It sounds like the winter storm currently bearing down on Washington (shotgun full of snow, etc.) isn't going to come through. Topper Shutt's Bread-O-Meter stands at a meager 4.5, and is likely to dip even lower. Normally I wouldn't put a lot of stock in a local weatherguy's opinion. But Topper has always been Catherine's and my favorite: he has the saddest eyes of any weatherman. The rough and tumble world of meteorological prognostication was never meant for a soul as gentle as he.
But maybe it's for the best that the storm is dissipating, seeing as our furnace has been broken since Friday morning. For a while it was just freezing cold every morning. I was prepared to chalk this up to my inability to comprehend our stupefyingly complex digital thermostat, but our landlord had an HVAC guy come by on Friday to have a look anyway. I don't know what he did, but I know it was a bad idea. Prior to his visit the furnace had been deeply troubled but high-functioning. Afterward — well, on the plus side there was now a red LED illuminated on the thermostat. On the minus side, the system no longer produced actual heat. Hmm.
Saturday morning brought a 52 degree wakeup — time to call the landlord, who came right over, accepted our mutual impotence in the face of a broken heat pump, and then went to buy us some space heaters. Charles and I can now be luxuriously toasty in up to one room at a time, provided we don't mind tripping the circuit breaker every time so much as the refrigerator light goes on.

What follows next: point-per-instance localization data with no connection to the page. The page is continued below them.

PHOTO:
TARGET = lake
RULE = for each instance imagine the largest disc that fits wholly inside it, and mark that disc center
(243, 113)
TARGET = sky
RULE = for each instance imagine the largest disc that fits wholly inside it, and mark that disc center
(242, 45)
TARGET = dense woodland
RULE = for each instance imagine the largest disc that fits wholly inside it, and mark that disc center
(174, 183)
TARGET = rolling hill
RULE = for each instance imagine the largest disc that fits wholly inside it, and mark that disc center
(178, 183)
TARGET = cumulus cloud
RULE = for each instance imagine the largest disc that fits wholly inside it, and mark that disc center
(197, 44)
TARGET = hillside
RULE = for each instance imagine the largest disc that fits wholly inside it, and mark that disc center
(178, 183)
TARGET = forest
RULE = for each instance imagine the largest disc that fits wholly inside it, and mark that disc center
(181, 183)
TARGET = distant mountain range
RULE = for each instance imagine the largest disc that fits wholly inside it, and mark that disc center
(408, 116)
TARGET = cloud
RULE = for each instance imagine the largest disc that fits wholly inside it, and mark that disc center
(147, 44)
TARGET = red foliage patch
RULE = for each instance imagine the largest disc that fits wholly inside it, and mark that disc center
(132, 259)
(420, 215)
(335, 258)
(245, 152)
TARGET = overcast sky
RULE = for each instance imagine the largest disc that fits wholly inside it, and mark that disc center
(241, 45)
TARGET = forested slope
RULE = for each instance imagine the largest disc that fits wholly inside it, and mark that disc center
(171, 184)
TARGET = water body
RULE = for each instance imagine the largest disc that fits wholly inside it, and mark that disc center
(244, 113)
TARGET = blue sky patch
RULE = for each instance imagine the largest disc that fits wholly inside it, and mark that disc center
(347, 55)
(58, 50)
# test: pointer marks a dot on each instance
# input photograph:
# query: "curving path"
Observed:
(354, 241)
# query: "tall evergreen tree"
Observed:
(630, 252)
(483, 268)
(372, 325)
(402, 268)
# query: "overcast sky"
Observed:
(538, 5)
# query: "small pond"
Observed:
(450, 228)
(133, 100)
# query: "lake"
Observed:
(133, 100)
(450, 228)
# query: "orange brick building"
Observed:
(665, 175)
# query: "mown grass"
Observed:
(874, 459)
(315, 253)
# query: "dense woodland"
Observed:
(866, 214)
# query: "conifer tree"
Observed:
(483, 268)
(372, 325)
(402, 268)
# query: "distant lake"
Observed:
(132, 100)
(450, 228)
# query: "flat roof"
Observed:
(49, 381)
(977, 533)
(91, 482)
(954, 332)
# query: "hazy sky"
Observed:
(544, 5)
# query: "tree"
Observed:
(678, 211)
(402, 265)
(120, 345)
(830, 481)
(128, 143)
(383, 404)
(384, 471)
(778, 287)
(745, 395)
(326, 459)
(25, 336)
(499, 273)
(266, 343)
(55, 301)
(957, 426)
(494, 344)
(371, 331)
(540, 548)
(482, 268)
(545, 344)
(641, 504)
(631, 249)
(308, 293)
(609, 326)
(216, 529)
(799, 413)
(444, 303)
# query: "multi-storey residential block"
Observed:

Being cold sucks, but it's at least conceptually pleasing to my cheapskate nerd side. Every power adapter, light bulb, computer and appliance around me, although cherished, is horribly inefficient. Entropy's inevitability doesn't just mean that you and I will die and that our universe will someday collapse into a cold, empty cloud of lifeless elementary particles (although its more practical upshot is just that I'm usually too existentially distraught to bother picking up my room). It also means that nearly everything in your house that takes electricity turns more than half of the energy it consumes into heat rather than useful work.
But with the furnace broken, suddenly all of that waste heat is an asset. I'm glad of every wasted watt-second, every gently warm plug pack. Up yours, physics! I'm getting my money's worth at last, Pepco! It's true that the heat-pump's 100+% efficiency has a distinct perpetual-motion-machine allure, but for now I'm happy shooting heat out of every available appliance and into my frozen toes. Time to start Linux recompiling again for no particular reason.